Assente sulla scena la stampa internazionale che ha relegato la notizia a brevi comunicati senza i canonici approfondimenti post-attentato ai quali siamo abituati dopo ogni analogo evento accaduto in occidente, un errore di sottovalutazione notevole o forse la precisa strategia di non concedere la ribalta mediatica ad un gruppo terroristico giovane ma molto determinato.
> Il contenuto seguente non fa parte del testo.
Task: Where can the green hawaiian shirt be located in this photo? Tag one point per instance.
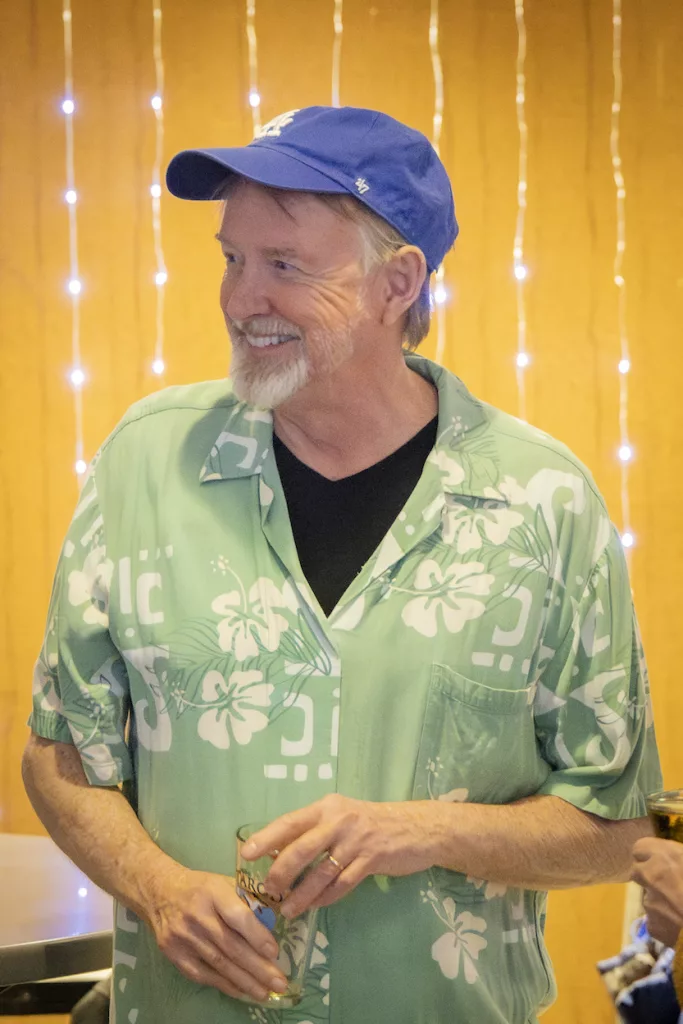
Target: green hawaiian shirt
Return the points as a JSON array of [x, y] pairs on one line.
[[487, 650]]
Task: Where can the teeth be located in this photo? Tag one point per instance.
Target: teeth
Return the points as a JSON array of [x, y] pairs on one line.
[[263, 340]]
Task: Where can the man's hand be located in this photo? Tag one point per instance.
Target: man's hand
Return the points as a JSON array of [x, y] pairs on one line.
[[211, 936], [658, 867], [355, 839]]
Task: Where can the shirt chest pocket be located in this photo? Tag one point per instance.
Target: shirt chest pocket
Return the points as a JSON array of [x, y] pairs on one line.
[[477, 742]]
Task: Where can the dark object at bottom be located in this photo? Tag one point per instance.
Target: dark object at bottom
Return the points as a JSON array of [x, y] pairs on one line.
[[34, 998]]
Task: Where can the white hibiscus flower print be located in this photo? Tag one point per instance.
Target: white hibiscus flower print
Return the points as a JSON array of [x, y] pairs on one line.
[[251, 625], [91, 586], [447, 596], [467, 528], [96, 757], [461, 945], [237, 713], [453, 473]]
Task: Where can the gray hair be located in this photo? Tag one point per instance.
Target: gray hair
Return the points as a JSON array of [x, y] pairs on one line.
[[380, 243]]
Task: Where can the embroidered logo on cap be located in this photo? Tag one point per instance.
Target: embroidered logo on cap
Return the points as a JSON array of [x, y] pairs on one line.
[[275, 126]]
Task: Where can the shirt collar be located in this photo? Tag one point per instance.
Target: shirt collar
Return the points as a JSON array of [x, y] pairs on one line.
[[242, 446], [464, 455]]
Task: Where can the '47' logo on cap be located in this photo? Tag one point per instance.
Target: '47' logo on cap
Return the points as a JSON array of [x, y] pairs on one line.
[[275, 126]]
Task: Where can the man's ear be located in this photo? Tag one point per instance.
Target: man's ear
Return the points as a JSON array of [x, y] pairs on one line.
[[402, 278]]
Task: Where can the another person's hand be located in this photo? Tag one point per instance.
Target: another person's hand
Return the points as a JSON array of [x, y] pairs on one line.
[[658, 868], [355, 838], [211, 936]]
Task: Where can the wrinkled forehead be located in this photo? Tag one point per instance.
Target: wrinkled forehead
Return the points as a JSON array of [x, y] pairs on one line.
[[303, 217]]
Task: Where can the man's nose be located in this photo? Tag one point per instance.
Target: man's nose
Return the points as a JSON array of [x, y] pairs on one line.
[[244, 294]]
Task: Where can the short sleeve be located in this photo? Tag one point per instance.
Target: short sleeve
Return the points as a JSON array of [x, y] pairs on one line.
[[593, 712], [80, 685]]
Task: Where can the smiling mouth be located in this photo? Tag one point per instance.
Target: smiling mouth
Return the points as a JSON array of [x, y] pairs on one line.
[[268, 340]]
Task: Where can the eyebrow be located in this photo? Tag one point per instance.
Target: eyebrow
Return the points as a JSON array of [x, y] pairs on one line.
[[271, 252]]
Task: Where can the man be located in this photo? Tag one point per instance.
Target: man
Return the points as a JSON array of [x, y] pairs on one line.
[[658, 868], [344, 597]]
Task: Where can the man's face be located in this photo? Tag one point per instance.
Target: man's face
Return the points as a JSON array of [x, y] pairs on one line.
[[292, 293]]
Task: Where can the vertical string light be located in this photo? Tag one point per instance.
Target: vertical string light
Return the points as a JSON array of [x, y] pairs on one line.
[[254, 95], [161, 275], [336, 52], [439, 293], [77, 375], [624, 367], [520, 269]]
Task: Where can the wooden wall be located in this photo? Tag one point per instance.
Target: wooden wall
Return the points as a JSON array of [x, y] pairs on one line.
[[572, 382]]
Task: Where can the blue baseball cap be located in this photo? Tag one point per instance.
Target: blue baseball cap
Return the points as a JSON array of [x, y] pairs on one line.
[[392, 169]]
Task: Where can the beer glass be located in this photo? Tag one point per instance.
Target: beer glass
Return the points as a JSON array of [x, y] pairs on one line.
[[666, 811], [294, 936]]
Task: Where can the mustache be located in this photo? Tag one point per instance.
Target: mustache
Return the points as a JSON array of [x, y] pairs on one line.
[[264, 326]]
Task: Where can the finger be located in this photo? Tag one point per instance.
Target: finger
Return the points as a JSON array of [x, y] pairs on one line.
[[644, 848], [309, 890], [198, 971], [287, 867], [223, 947], [239, 918], [281, 832], [344, 883]]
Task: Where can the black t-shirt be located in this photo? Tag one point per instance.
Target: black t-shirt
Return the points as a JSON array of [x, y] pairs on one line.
[[337, 524]]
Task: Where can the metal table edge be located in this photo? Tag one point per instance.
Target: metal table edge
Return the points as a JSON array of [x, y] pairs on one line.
[[28, 962]]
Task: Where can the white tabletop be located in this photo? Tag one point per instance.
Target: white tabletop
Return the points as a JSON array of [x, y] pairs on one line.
[[53, 921]]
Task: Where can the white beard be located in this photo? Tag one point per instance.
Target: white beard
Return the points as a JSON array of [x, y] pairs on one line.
[[267, 387]]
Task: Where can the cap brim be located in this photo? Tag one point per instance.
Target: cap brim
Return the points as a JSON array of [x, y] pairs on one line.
[[199, 174]]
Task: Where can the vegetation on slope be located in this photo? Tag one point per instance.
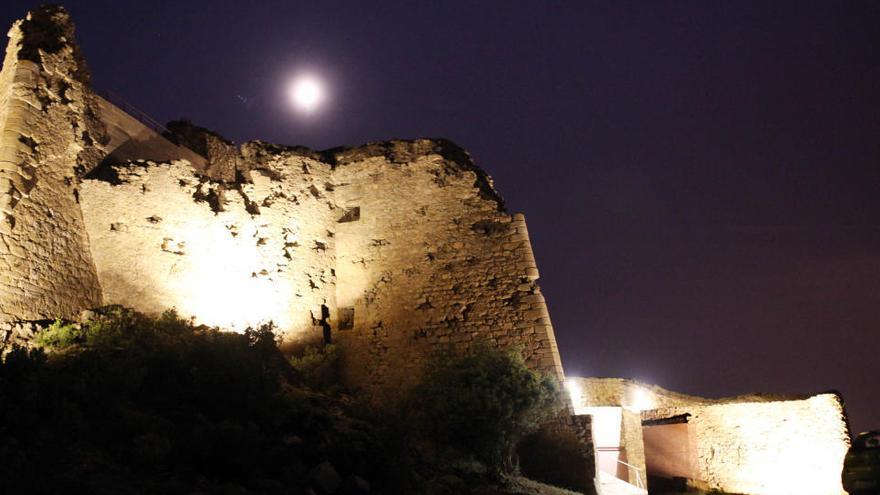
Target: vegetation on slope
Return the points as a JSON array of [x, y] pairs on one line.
[[131, 404]]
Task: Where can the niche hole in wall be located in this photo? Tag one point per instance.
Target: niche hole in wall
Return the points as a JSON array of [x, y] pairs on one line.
[[346, 318], [351, 215]]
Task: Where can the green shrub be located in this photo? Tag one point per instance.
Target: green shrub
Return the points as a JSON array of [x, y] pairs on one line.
[[59, 335], [482, 402], [318, 366]]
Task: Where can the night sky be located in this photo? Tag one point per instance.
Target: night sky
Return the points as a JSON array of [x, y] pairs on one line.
[[701, 179]]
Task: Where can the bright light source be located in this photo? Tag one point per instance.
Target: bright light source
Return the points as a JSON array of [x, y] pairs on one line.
[[575, 393], [642, 400], [307, 93]]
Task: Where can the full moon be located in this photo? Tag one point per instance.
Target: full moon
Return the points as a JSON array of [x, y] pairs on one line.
[[306, 93]]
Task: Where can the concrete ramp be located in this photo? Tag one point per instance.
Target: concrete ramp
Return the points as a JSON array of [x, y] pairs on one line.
[[610, 485], [131, 139]]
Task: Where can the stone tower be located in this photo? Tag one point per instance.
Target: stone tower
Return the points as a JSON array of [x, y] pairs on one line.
[[49, 131]]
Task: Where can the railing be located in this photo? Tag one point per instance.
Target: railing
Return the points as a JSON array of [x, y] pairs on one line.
[[638, 470], [130, 109]]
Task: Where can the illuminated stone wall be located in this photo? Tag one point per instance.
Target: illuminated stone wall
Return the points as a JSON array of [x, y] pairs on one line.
[[432, 261], [751, 444], [404, 247], [48, 130], [390, 249]]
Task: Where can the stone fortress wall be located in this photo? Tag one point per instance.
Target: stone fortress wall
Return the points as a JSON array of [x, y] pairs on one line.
[[390, 249], [755, 444], [48, 132]]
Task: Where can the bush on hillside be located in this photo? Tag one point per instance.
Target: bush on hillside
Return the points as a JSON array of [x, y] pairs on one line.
[[140, 405], [481, 403]]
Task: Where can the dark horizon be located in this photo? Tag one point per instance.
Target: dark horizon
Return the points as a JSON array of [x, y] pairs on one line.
[[701, 180]]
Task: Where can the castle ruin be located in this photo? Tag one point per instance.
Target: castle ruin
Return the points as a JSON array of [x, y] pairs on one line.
[[390, 250]]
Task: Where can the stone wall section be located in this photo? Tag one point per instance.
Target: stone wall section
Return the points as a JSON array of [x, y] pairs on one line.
[[392, 254], [48, 130], [233, 256], [430, 263], [752, 444], [775, 447]]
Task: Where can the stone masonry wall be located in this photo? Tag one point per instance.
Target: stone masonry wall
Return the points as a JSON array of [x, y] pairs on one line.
[[431, 262], [391, 250], [230, 256], [750, 444], [48, 130]]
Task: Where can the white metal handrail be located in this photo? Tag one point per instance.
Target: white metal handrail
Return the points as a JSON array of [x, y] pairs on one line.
[[638, 470]]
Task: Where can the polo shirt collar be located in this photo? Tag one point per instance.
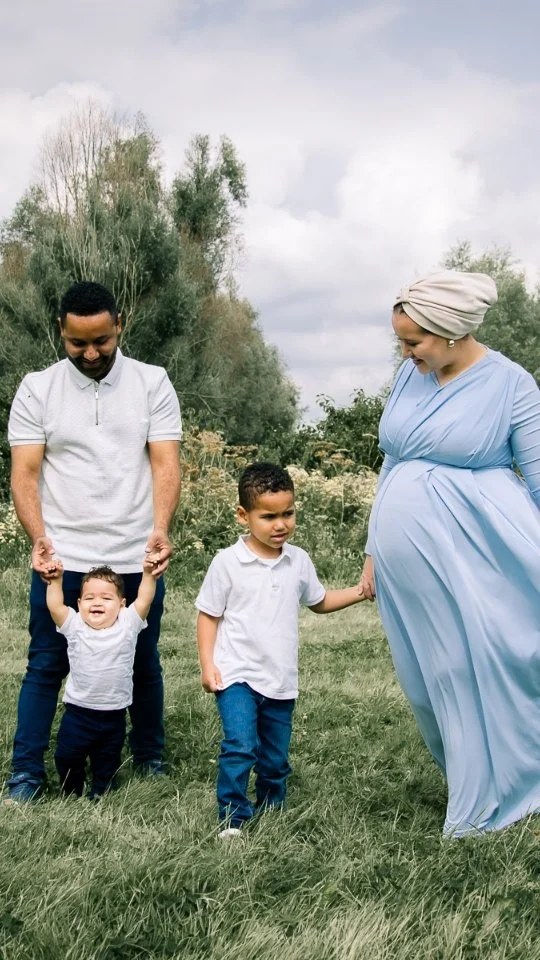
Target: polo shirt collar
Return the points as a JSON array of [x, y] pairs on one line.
[[245, 555], [111, 377]]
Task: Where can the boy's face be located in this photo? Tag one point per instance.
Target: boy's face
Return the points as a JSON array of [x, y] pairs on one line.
[[99, 603], [271, 521]]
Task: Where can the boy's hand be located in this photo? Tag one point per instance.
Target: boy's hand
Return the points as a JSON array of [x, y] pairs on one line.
[[159, 547], [55, 570], [211, 679], [150, 562]]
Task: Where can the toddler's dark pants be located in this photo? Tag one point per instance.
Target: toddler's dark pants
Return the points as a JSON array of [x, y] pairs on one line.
[[97, 735]]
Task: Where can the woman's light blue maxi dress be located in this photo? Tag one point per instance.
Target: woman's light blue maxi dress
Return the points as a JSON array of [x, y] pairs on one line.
[[455, 539]]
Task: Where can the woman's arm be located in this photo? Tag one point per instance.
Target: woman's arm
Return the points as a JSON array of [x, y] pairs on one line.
[[206, 640], [55, 594], [525, 435]]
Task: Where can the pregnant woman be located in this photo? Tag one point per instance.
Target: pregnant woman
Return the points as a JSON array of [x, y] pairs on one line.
[[454, 550]]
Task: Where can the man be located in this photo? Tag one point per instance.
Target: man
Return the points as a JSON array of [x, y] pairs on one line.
[[96, 478]]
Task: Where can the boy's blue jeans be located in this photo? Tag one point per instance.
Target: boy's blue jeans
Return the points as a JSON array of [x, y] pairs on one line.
[[48, 665], [256, 734]]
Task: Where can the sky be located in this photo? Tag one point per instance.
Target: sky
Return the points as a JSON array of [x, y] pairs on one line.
[[375, 135]]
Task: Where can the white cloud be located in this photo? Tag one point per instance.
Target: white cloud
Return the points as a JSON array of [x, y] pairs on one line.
[[405, 151]]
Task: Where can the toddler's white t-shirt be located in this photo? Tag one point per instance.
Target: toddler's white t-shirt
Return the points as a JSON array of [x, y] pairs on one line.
[[258, 600]]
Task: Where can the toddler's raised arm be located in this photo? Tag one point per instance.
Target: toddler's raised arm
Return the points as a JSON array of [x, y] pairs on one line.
[[55, 594]]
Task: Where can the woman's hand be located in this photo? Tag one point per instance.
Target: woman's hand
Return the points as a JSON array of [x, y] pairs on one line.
[[367, 580]]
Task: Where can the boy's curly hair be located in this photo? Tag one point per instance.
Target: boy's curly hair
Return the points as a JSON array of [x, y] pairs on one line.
[[105, 573], [260, 478]]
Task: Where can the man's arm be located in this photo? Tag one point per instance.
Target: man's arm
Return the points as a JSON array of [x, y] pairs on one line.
[[26, 462], [206, 640], [147, 589], [165, 465], [55, 594], [339, 599]]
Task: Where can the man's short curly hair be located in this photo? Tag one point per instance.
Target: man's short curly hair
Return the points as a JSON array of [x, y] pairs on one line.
[[105, 573], [86, 299], [260, 478]]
Intanto il capo dell’intelligence somala Abdillahi Mohamed Sanbalooshe non usa mezzi termini sfogandosi sulle pagine del New York Times: “Le informazioni vitali e le prove dei reati commessi in territorio somalo continuano ad essere analizzate all'estero, negandoci l'opportunità di proteggere i nostri cittadini e di perseguire gli autori dei reati”.

Un atto di accusa di connivenza delle autorità dell’occidente con i terroristi locali? Il camion utilizzato nell’attentato era italiano, un particolare da tenere in considerazione.

La richiesta delle autorità somale sarà valutata nei prossimi giorni dai governi americani e britannici che decideranno sul da farsi ma si profila all’orizzonte una ipotesi sussurrata dall’intelligence somala all’emittente Voice of America Africa secondo cui l’obbiettivo principale dell’attentato fosse la base militare turca che sorge nella zona distrutta dalle autobombe; la base recentemente inaugurata in cui operano 200 militari turchi serve ad addestrare l’esercito somalo in vista della graduale ritirata dell’ unione africana in Somalia (Amisom) che dovrebbe avvenire a fine 2018.

La mancata rivendicazione dell’attentato da parte di al-Shabab pone numerosi interrogativi; chi è stato ad architettare e compiere materialmente l’azione terroristica? È una domanda che al momento aleggia irrisolta sul cielo plumbeo di Mogadiscio.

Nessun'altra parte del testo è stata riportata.